Merchant Captain’s Wife – Susan Hathorn

Since September 2010, this blog has attempted to give insight into the experiences of several ordinary women who lead extraordinary lives while living at sea during the nineteenth century. However, between March 14-19, not one of the whaling wives we have followed over the past few years made any journal entries: Mary Brewster, 1848; Mary Lawrence, 1859; Eliza Williams, 1861.

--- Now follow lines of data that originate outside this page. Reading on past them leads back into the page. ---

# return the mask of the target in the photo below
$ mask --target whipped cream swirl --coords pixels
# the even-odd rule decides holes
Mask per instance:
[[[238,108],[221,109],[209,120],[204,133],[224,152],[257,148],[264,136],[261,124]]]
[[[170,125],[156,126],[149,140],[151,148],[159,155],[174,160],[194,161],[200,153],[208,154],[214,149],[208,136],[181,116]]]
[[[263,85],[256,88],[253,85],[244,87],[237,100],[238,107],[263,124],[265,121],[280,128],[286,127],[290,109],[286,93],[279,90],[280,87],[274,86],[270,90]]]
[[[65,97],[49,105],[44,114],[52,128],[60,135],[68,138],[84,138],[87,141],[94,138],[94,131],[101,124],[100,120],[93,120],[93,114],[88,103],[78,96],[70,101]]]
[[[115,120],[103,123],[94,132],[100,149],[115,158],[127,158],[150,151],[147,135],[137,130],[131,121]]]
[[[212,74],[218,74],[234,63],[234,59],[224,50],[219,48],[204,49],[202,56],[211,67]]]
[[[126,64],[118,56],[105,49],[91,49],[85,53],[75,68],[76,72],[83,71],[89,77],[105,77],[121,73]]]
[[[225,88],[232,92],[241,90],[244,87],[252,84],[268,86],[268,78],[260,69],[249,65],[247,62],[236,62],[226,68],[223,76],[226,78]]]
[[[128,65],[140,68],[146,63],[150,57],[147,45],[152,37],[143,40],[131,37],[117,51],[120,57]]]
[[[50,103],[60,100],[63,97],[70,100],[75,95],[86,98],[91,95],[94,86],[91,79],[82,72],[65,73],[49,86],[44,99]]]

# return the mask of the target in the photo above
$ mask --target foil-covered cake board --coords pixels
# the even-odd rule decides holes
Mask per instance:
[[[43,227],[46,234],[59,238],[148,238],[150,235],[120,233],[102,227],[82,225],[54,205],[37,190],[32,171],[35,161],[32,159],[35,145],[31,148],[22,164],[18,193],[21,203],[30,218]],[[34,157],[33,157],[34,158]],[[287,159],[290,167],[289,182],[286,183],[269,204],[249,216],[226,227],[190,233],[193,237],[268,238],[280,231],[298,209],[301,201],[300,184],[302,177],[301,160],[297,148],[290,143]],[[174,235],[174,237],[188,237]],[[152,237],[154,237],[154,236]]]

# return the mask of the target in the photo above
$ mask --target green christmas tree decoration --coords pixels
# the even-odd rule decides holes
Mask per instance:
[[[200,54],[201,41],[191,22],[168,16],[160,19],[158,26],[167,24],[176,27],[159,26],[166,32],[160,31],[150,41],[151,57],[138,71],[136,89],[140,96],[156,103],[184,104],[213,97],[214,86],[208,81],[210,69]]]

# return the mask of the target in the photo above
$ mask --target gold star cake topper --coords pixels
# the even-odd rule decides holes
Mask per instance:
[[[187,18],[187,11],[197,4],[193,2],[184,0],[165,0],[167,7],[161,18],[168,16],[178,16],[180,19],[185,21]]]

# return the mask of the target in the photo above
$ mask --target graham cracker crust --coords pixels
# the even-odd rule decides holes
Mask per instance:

Although there were numerous merchants’ wives who kept journals, I have not posted any. Susan Lennan Hathorn is one such wife. In 1854, at the age of twenty-four, after growing up in a small farming community known as Richmond in central Maine, she married (Sept. 20, 1854) a sea-captain named Joseph S. Hathorn (referred to as “Jode” in Susan’s diary). She set out on her first ocean voyage aboard the J.J. Hathorn to a foreign country and would give birth to her first child, a daughter, in November 1855. Although Susan was a country-girl, she was well-educated and before marrying had attended and graduated from Mount Holyoke Female Seminary.

However, unlike our whaling wives, there are no specific dated entries, only general ones for each o f the twelve months, beginning with January 1855.  Although she did keep a careful account of how she spent her time each day. On March 19 she ‘braided rags for rug’ and sewed a ‘Mat’; March 20 she sewed ‘Mat’; March 23 and 24 she noted she sewed ‘Mat’, ‘Orange Peel quilt piecing’, and ‘back to sleeve’.

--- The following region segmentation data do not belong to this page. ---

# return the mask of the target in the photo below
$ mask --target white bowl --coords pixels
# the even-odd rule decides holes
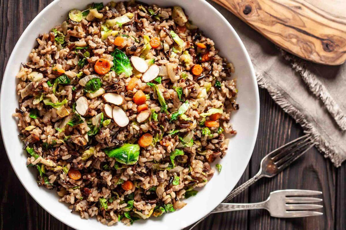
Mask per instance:
[[[119,230],[140,228],[142,230],[180,229],[197,221],[216,207],[230,192],[245,170],[257,135],[260,113],[258,89],[253,68],[243,42],[227,21],[210,4],[203,0],[142,0],[164,6],[177,4],[184,9],[193,23],[213,40],[221,55],[233,63],[235,68],[234,76],[238,79],[237,102],[240,109],[233,113],[231,119],[238,133],[231,138],[227,154],[220,161],[222,166],[221,173],[216,172],[197,196],[186,200],[188,205],[182,209],[160,218],[136,222],[130,228],[121,223],[115,227]],[[107,3],[109,1],[95,1]],[[71,9],[84,9],[92,2],[55,0],[29,25],[15,47],[4,74],[0,98],[0,123],[5,148],[15,171],[27,191],[43,208],[75,229],[108,230],[109,227],[94,218],[82,219],[79,214],[72,214],[66,204],[58,201],[55,191],[37,186],[37,170],[26,167],[27,153],[22,150],[23,143],[18,137],[17,121],[12,117],[18,107],[15,76],[20,63],[27,60],[39,34],[46,32],[62,22]]]

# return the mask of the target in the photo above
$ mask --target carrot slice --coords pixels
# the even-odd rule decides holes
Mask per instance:
[[[148,106],[145,104],[143,104],[140,106],[138,106],[138,107],[137,107],[137,112],[139,113],[141,112],[146,110],[147,109],[148,109]]]
[[[206,121],[206,122],[204,123],[204,125],[207,127],[219,127],[220,124],[217,121]]]
[[[138,140],[138,144],[143,148],[149,146],[153,142],[153,136],[150,133],[145,133]]]
[[[203,69],[202,68],[202,66],[201,65],[199,65],[198,64],[195,65],[192,67],[192,74],[195,75],[195,76],[198,76],[199,75],[201,75],[202,73],[202,71],[203,70]]]
[[[138,82],[138,78],[132,78],[129,81],[128,84],[126,86],[126,89],[128,90],[133,90],[133,89],[137,85]]]
[[[205,49],[207,48],[207,46],[206,46],[205,44],[203,43],[201,43],[200,42],[198,42],[197,43],[197,46],[201,49]]]
[[[186,31],[186,27],[185,26],[178,26],[176,27],[176,31],[178,33],[185,33]]]
[[[129,180],[127,180],[121,184],[121,188],[125,191],[132,190],[133,188],[133,183]]]
[[[142,90],[138,90],[136,92],[133,96],[133,101],[137,106],[145,103],[147,100],[147,97]]]
[[[113,43],[118,46],[122,46],[122,44],[125,40],[125,39],[124,39],[124,38],[120,36],[118,36],[114,39],[114,41],[113,42]]]
[[[219,113],[212,114],[209,116],[209,119],[212,121],[217,121],[221,117],[221,114]]]
[[[94,69],[99,74],[104,75],[110,70],[110,62],[107,59],[100,58],[95,63]]]
[[[65,72],[65,70],[63,69],[60,69],[59,68],[57,68],[56,67],[55,67],[52,69],[52,70],[53,71],[56,71],[59,74],[62,74]]]
[[[77,169],[70,169],[67,173],[69,177],[71,179],[76,180],[79,180],[82,177],[82,174]]]
[[[203,62],[210,60],[210,57],[209,56],[209,52],[203,53],[201,58],[202,59],[202,61]]]
[[[160,38],[154,37],[150,39],[150,45],[151,46],[152,48],[156,49],[161,44]]]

Her journal entry below was dated for March 21, 22, and 23 of 1855:

Today has been pleasant. This morning there were five sails [ships] in sight – a Barque, two brigs and a schooner….The hills of Cuba cane be seen. The vessels we saw this morning are quite near us — one is the Clarissa from Trinidad.  

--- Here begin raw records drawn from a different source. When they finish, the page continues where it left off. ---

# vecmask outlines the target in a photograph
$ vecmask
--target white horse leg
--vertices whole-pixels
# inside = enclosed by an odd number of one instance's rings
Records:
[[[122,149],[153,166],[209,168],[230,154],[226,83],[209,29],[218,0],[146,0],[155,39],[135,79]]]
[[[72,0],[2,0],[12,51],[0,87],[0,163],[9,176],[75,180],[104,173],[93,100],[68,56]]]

Blows fresh this  morning. Land of Cuba can be seen but very indistinctly. Our yesterday’s company still in sight, except the large ship.  

The wind continued through the night, and we have made a great run for this place. Long. 80″56; — Lat. by Sumner’s method, 23″30′ at 8 A.M.  At eleven o’clock, could see land — at 12, made Salt Cay, and took our departure therefrom, tacking ship, and steering to the westward. [The day before, or March 20 their coordinates were recorded as Morning 22.56 (Lat.) and 85.28 (Long.); 12:00, latitude was 22.58 and no longitude recorded].